Nesse ínterim, surge mais uma impureza inevitável como resultado da soma de āṇava-mala com kalā-kañcuka. Essa nova impureza chama-se kārma-mala, que é a noção errônea de que somos seres limitados, realizando ações igualmente limitadas – boas ou más – e que nos farão entrar em uma roda interminável de ação e reação, o que em outras palavras é o karma. Assim, resume-se a seguinte equação: āṇava-mala + kalā-kañcuka = kārma-mala. Em outras palavras: sou imperfeito + realizo ações limitadas = eu realizo tanto boas quanto más ações.
Aśuddha Tattvas
O que acontece após Paramaśiva passar por tantas contrações e limitações diferentes? Obviamente acontece uma redução considerável de energia, poder e consciência. O que era infinito agora fica reduzido a uma mera fagulha que se esforça por se tornar mais uma vez uma grande fornalha cósmica. Isso pode ser figurado na imagem do transformador elétrico, que recebe energias muito altas e vai diminuindo-as até chegar a um ponto aceitável para serem utilizadas por nossos pequenos aparelhos domésticos.
Qual a finalidade de reduzir a Sua energia? Que tipo de aparelho será utilizado? Os tattvas seguintes são a resposta a estas perguntas. Nestes tattvas há o completo velamento da luz e da verdade suprema, gerando a dualidade. Por isso os próximos princípios são chamados de aśuddha, i.e. impuros.

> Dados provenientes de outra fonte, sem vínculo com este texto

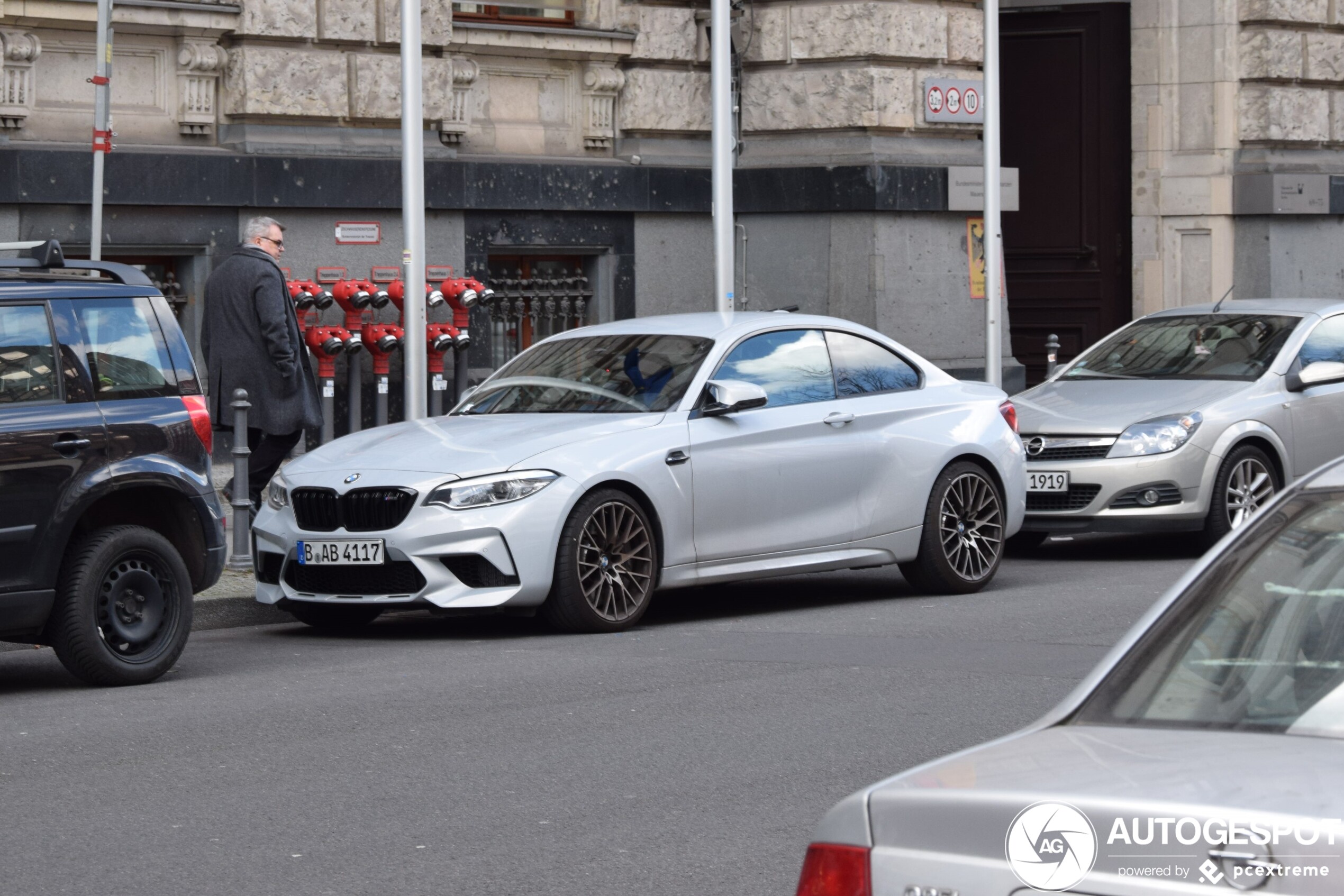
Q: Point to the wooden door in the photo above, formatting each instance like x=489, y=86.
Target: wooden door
x=1065, y=80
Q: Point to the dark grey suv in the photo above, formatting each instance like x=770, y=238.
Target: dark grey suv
x=110, y=523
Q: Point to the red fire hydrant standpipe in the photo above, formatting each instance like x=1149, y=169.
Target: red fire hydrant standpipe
x=357, y=297
x=382, y=340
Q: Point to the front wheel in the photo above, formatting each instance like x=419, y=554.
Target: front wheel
x=962, y=538
x=123, y=610
x=605, y=566
x=1246, y=481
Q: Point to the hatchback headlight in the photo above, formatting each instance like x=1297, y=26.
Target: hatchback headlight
x=277, y=496
x=1156, y=437
x=484, y=491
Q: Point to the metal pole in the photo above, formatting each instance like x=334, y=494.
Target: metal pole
x=994, y=223
x=355, y=389
x=101, y=121
x=721, y=138
x=1051, y=355
x=414, y=360
x=241, y=558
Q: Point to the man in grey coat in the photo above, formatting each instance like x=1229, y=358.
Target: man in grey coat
x=252, y=340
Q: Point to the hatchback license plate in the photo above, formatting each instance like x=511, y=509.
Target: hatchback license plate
x=1047, y=481
x=340, y=553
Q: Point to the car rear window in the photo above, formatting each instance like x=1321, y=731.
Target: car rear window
x=1256, y=645
x=127, y=352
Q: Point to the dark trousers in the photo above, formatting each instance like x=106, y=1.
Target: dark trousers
x=267, y=454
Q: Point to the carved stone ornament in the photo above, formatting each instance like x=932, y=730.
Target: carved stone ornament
x=459, y=117
x=199, y=66
x=601, y=85
x=21, y=50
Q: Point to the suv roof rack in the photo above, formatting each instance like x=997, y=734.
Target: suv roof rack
x=46, y=254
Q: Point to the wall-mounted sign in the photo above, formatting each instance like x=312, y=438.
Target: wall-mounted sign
x=360, y=233
x=967, y=188
x=953, y=101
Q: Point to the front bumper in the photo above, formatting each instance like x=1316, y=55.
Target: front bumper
x=1098, y=486
x=518, y=541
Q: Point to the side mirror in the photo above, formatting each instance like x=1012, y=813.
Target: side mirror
x=732, y=397
x=1318, y=374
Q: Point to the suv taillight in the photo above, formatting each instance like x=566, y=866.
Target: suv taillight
x=834, y=870
x=201, y=419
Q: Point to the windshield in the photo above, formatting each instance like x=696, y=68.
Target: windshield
x=1258, y=645
x=1215, y=347
x=593, y=375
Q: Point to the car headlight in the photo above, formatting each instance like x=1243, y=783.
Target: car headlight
x=1156, y=437
x=277, y=496
x=484, y=491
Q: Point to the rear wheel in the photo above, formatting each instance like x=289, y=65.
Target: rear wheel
x=332, y=618
x=123, y=610
x=962, y=538
x=1246, y=481
x=605, y=566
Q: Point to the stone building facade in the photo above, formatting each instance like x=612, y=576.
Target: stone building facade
x=574, y=139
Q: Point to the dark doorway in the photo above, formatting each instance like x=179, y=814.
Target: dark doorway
x=1065, y=76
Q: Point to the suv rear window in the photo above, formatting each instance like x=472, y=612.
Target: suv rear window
x=127, y=352
x=28, y=360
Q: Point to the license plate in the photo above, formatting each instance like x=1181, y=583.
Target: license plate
x=340, y=553
x=1047, y=481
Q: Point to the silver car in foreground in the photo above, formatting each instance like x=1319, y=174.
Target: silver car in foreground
x=663, y=452
x=1185, y=421
x=1205, y=751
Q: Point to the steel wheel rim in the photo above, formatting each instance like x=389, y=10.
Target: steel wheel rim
x=616, y=562
x=1249, y=488
x=136, y=606
x=971, y=527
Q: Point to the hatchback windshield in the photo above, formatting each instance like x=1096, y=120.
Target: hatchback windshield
x=593, y=375
x=1257, y=645
x=1215, y=347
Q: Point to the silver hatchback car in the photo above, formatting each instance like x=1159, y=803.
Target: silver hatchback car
x=1185, y=421
x=1203, y=754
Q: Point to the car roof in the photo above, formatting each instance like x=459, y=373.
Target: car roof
x=714, y=324
x=1322, y=307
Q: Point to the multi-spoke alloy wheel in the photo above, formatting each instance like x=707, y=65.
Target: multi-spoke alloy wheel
x=962, y=539
x=616, y=562
x=605, y=568
x=1249, y=488
x=972, y=527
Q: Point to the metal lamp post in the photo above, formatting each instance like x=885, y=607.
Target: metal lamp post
x=721, y=138
x=414, y=360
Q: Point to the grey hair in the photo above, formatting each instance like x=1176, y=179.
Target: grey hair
x=260, y=227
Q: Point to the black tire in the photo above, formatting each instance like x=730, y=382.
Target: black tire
x=605, y=566
x=124, y=605
x=335, y=618
x=1245, y=483
x=962, y=542
x=1024, y=542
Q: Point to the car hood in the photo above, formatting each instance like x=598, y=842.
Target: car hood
x=1106, y=407
x=965, y=804
x=463, y=445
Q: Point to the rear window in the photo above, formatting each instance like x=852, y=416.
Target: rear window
x=127, y=352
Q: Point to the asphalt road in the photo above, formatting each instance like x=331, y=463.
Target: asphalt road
x=693, y=755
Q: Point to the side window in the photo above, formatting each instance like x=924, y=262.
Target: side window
x=28, y=358
x=1325, y=343
x=791, y=366
x=865, y=367
x=127, y=354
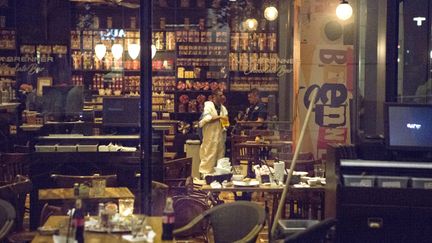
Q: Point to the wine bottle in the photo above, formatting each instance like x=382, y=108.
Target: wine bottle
x=78, y=221
x=168, y=220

12. Puruṣa (o homem) ou Aṇu (o átomo), a alma individual. O aspecto permanente de nossas vidas efêmeras. Este é kṣetrajña, o percebedor do campo de que falam muitas escrituras hindus. Contudo, não é o mesmo Puruṣa de que falam o Sāṁkhya e o Advaita Vedānta, para os quais este é o próprio Absoluto manifesto. O puruṣa do Śaivismo da Caxemira se assemelha ao que no Ocidente é conhecido por alma, ou seja, é apenas um princípio interior composto de alguns instrumentos sutis, como o ego, a mente e o intelecto, mas que sempre enxerga um outro, i.e. vive na ilusão de dualidade e diferença.
Conforme vimos anteriormente, há uma grande diferença no ponto de vista entre essas escolas citadas e o Śaivismo da Caxemira. O Sāṁkhya ensina que o Universo inteiro nada mais é que a manifestação de dois princípios conhecidos como Puruṣa e Prakṛti, ou alma e matéria. Ambos são completamente distintos e irreconciliáveis, pois, nesta doutrina, Puruṣa anseia unicamente desvencilhar-se de Prakṛti, pois ela é apenas um campo de dor e sofrimento.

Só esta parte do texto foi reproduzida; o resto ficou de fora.